Steven held up the disk Gardiner had given him. ‘Four thousand names,’ he said. ‘Among them might be a few people called upon to help but probably without knowing the big picture.’
‘Let’s have a look,’ said Hamilton. ‘Why don’t you and I go through this?’ he said to the psychologist.
‘Do we know why they are they doing this?’ asked Alan Deans, a Home Office expert on counter-terrorism.
‘It’s not political,’ said Steven. ‘I think they are out to demonstrate the agent’s potential to a prospective buyer.’
‘Commercial not political,’ smiled Deans. ‘Now there’s a new one.’
There was a knock on the door and the duty officer came in carrying several sheets of paper. ‘The financial details on the two you asked for,’ he said to Steven. ‘Incidentally,’ continued the duty man. ‘The people who came up with them said that asking for bank statements in the middle of the night was, in their opinion, bureaucracy gone mad.’
‘Thank you for that,’ said Steven equably.
In reply to Macmillan’s questioning look, Steven said, ‘Crowe and Mowbray’s bank statements. I hoped we might get some idea about who they might be doing business with if they really are selling the agent.’
‘A good thought,’ murmured Macmillan. ‘Maybe I should make some more coffee…’
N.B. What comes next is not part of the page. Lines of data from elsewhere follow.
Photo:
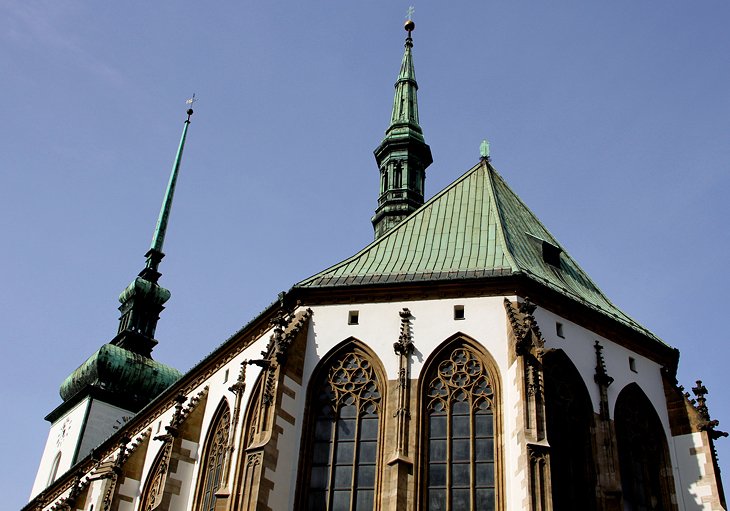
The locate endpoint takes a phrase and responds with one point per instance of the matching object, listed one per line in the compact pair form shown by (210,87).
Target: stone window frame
(155,481)
(214,450)
(440,354)
(334,356)
(632,401)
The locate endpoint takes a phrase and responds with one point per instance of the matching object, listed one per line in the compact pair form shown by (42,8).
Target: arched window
(342,454)
(398,177)
(569,418)
(214,454)
(155,484)
(459,401)
(54,469)
(646,474)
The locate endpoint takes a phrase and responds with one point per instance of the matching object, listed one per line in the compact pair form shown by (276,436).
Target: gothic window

Steven ran through Mowbray’s details first. There had been a number of payments in to his accounts over the past two years that did not have a source that meant anything to Steven but they did not seem to have anything in common so he turned to Crowe’s statements. As with Mowbray’s he started with the most recent and worked his way back. Almost immediately he noticed a quarterly payment coming in to his account that had undergone a currency conversion. The sterling equivalent was just over five thousand pounds. The only source details were given as W. Corp 5771.